IMF’nin son Mali İzleme Raporu, ABD gibi büyük ekonomilerin yüksek kamu harcamaları nedeniyle küresel borcun tahmin edilenden daha hızlı artacağına dikkat çekiyor. ABD’nin mali teşvikler ve harcama programlarıyla kamu harcamalarını artırma planları, borç üzerindeki baskıyı artıracak. Raporda, “Yeşil dönüşüm, güvenlik ihtiyaçları, yaşlanan nüfusun mali yükü ve kalkınma sorunları gibi alanlara yönelik harcama baskıları artıyor” denildi.

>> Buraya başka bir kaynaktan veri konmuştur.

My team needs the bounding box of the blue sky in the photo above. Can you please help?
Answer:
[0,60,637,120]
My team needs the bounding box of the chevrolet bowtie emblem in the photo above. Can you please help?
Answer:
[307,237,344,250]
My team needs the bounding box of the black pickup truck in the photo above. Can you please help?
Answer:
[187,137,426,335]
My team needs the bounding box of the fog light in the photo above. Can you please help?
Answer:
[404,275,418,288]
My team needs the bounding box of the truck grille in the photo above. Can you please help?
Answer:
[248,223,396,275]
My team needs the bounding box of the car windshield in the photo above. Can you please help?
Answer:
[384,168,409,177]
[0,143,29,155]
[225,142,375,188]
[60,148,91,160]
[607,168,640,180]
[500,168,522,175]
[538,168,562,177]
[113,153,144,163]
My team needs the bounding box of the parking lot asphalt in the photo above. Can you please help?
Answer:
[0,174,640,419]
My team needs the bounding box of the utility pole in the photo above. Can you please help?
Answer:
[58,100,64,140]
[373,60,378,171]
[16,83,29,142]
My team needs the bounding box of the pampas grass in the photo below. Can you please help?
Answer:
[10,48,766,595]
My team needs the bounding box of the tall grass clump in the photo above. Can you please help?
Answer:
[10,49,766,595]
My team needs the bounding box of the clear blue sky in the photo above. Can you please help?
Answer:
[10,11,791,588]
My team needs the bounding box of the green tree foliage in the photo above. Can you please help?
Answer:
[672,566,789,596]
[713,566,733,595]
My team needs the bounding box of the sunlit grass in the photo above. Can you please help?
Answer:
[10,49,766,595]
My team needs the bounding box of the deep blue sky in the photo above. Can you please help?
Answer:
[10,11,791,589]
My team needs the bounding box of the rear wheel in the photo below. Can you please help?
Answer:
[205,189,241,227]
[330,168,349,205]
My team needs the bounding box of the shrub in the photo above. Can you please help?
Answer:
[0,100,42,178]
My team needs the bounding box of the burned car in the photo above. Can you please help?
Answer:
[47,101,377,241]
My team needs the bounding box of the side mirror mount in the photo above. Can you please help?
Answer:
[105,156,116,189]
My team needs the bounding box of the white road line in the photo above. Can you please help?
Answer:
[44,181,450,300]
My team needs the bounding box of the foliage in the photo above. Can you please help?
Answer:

Seçim dönemi ve borç baskısı
IMF’nin uyarıları, özellikle ABD’deki yaklaşan seçim dönemi ile daha da önem kazandı. Eski Başkan Donald Trump ve Başkan Yardımcısı Kamala Harris’in kamu harcamalarını artırmayı vaat eden seçim kampanyaları, borç krizinin büyümesine yönelik endişeleri artırdı. Trump’ın vergi indirimleri ile ABD’nin önümüzdeki 10 yıl içinde 7,5 trilyon dolar ek borç yüküne girmesi beklenirken, Harris’in sosyal harcamalar ve altyapı yatırımlarına yönelik projelerinin kamu borcunu 3,5 trilyon dolar artıracağı öngörülüyor.
Küresel borç oranı yüzde 115’e çıkabilir
IMF, gelecekteki mali belirsizliklerin borç seviyelerini ciddi şekilde artırabileceği konusunda uyardı. ABD ve Çin gibi kritik ekonomilerdeki finansal belirsizlikler, küresel büyümenin zayıflaması ve sıkılaşan finansman koşulları, borç dinamiklerini olumsuz etkiliyor. Rapora göre, şiddetli olumsuz senaryoda küresel kamu borcu 2027 yılına kadar yüzde 115’e yükselebilir.
Vergi politikalarındaki belirsizlikler sorunu derinleştiriyor
IMF, birçok ülkede vergilendirme politikalarının siyasi çekişmelere konu olmasının borç yönetimini zorlaştırdığını vurguladı. Raporda, “Maliye politikası üzerindeki belirsizlikler arttı ve vergi reformlarına yönelik siyasi kırmızı çizgiler daha da kökleşti” ifadelerine yer verildi. Uzun vadede sürdürülebilir borç yönetimi için daha kapsamlı mali reformlara ve istikrarlı politikalara ihtiyaç duyulduğu belirtildi.